Overview

  • Founded Date februari 24, 1932
  • Sectors Education
  • Posted Jobs 0
  • Viewed 8

Company Description

DeepSeek’s First-generation Reasoning Models

DeepSeek’s first-generation reasoning designs, achieving performance similar to OpenAI-o1 across mathematics, code, and thinking tasks.

Models

DeepSeek-R1

Distilled models

DeepSeek team has actually shown that the thinking patterns of bigger designs can be distilled into smaller models, leading to much better performance compared to the reasoning patterns found through RL on small models.

Below are the models produced by means of fine-tuning versus numerous dense models extensively used in the research community utilizing data created by DeepSeek-R1. The assessment results show that the distilled smaller dense models perform exceptionally well on standards.

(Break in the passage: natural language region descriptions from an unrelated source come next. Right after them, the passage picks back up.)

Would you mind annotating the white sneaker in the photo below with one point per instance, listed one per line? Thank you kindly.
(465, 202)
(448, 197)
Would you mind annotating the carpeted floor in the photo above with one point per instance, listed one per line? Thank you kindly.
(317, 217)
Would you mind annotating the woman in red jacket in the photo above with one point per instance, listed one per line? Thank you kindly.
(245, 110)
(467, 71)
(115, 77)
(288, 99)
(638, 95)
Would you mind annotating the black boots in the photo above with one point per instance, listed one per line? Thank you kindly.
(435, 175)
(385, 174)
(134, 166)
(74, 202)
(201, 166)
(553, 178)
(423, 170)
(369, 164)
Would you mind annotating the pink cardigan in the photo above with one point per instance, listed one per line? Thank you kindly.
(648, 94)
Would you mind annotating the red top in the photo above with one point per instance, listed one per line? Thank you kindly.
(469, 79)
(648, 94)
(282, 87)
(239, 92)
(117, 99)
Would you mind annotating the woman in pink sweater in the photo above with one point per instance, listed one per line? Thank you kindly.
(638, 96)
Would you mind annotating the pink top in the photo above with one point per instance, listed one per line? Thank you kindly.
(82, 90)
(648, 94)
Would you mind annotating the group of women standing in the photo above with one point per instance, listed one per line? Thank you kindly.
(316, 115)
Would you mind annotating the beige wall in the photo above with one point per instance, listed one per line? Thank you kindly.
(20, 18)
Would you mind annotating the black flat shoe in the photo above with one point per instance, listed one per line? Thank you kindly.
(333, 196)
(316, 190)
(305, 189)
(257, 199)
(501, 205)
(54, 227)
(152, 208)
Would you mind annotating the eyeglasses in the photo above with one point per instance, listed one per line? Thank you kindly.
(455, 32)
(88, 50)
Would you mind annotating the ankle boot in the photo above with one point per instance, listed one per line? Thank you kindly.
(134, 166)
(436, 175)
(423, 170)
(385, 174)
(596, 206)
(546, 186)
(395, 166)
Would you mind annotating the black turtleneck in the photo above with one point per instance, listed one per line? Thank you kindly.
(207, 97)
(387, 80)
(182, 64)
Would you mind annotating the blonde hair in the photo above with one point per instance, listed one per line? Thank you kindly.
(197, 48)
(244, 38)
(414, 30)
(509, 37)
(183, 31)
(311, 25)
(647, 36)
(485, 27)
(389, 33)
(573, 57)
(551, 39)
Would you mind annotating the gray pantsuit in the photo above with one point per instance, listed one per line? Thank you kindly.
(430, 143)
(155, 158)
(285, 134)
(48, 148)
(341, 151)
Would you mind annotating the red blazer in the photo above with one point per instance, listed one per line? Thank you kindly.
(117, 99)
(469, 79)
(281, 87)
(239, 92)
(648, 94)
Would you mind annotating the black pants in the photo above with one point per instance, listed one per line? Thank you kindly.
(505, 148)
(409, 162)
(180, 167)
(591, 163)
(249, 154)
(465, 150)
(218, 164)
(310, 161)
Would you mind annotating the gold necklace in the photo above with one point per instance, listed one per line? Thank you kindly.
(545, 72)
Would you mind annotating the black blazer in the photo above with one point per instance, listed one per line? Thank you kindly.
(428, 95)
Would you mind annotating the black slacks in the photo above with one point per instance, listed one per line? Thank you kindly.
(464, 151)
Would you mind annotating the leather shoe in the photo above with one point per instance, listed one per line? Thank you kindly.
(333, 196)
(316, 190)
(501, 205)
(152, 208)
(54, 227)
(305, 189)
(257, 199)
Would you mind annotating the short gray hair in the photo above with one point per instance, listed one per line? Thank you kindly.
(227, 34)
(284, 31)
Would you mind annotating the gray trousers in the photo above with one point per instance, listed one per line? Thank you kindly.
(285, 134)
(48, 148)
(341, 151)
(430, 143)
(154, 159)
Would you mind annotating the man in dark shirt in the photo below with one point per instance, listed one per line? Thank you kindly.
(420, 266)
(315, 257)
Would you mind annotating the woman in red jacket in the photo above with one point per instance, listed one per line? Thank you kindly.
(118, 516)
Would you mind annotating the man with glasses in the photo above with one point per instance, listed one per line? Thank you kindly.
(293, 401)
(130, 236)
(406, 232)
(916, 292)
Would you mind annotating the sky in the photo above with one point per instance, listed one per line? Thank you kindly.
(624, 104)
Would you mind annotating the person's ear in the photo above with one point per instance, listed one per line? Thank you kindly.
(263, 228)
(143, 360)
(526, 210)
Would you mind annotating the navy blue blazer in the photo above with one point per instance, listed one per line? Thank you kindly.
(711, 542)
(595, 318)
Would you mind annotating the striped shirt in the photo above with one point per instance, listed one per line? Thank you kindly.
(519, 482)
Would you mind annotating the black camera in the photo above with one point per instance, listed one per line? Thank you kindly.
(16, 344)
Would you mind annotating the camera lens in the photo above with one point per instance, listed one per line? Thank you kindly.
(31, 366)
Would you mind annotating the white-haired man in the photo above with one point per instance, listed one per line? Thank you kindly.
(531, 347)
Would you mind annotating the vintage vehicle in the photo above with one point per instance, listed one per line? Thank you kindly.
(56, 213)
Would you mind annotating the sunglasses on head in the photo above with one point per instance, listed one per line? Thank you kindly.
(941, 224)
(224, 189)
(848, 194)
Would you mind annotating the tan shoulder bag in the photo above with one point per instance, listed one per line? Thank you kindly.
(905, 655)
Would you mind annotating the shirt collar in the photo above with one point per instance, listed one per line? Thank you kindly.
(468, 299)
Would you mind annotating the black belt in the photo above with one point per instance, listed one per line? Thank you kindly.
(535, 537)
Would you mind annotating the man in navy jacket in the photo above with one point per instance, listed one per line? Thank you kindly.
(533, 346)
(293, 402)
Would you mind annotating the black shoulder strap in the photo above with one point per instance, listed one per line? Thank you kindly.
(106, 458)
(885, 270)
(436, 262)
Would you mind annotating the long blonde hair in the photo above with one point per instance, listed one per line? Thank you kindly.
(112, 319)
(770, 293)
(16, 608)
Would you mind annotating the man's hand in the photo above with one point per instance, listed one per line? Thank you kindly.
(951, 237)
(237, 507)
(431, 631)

DeepSeek-R1-Distill-Qwen-1.5 B

DeepSeek-R1-Distill-Qwen-7B

DeepSeek-R1-Distill-Llama-8B

DeepSeek-R1-Distill-Qwen-14B

DeepSeek-R1-Distill-Qwen-32B

DeepSeek-R1-Distill-Llama-70B

License

The model weights are accredited under the MIT License. DeepSeek-R1 series assistance industrial usage, enable any modifications and acquired works, including, however not limited to, distillation for training other LLMs.